You know, this thing:
The semi-colon is among the least-common of punctuation marks, so it's not really a surprise that it's so often misused. And when something is a little bit rare, sometimes that leads to people wanting to use it more to look fancy.
Semi-colons are used to join related, but independent sentences. That is, you can't use it like this:
The house on the corner was enormous; with white shutters.
Or like this:
My hair stood up on end; as if I'd been electrocuted.
The sentences on either side of the semi-colon have to be complete sentences, with nouns, verbs, everything. If the sentences aren't complete, they could be joined by a comma, like so:
The house on the corner was enormous, with white shutters.

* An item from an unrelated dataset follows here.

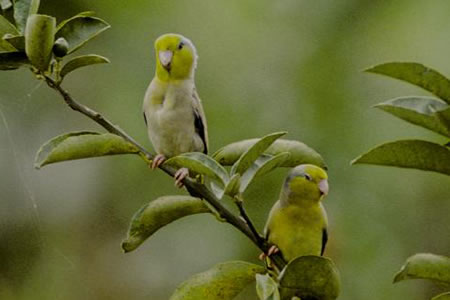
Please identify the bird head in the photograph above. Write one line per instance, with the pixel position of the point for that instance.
(306, 182)
(176, 57)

Or sometimes there doesn't have to be any punctuation:
My hair stood up on end as if I'd been electrocuted.
You can use a semi-colon to join two related, complete sentences, like this:
He looked at me with sad eyes; I wished I hadn't hurt him with what I'd said before.
But, even if you're using semi-colons correctly, I recommend using them very sparingly. They have a stiffer, more formal feel than other punctuation marks, and overusing them doesn't make you look smart: it just makes you look like you're a little kid who's discovered a new word and uses it all the time. Consider the voice and tone of what you're writing and whether or not a semi-colon fits in. For instance, a third-person narrator is more likely to use a semi-colon than a first-person narrator. I don't know about you, but I sure don't think in semi-colons!
I recommend scrutinizing your every use of a semi-colon, and making sure that it's 1) correctly used, 2) absolutely necessary, and 3) not surrounded by other semi-colons.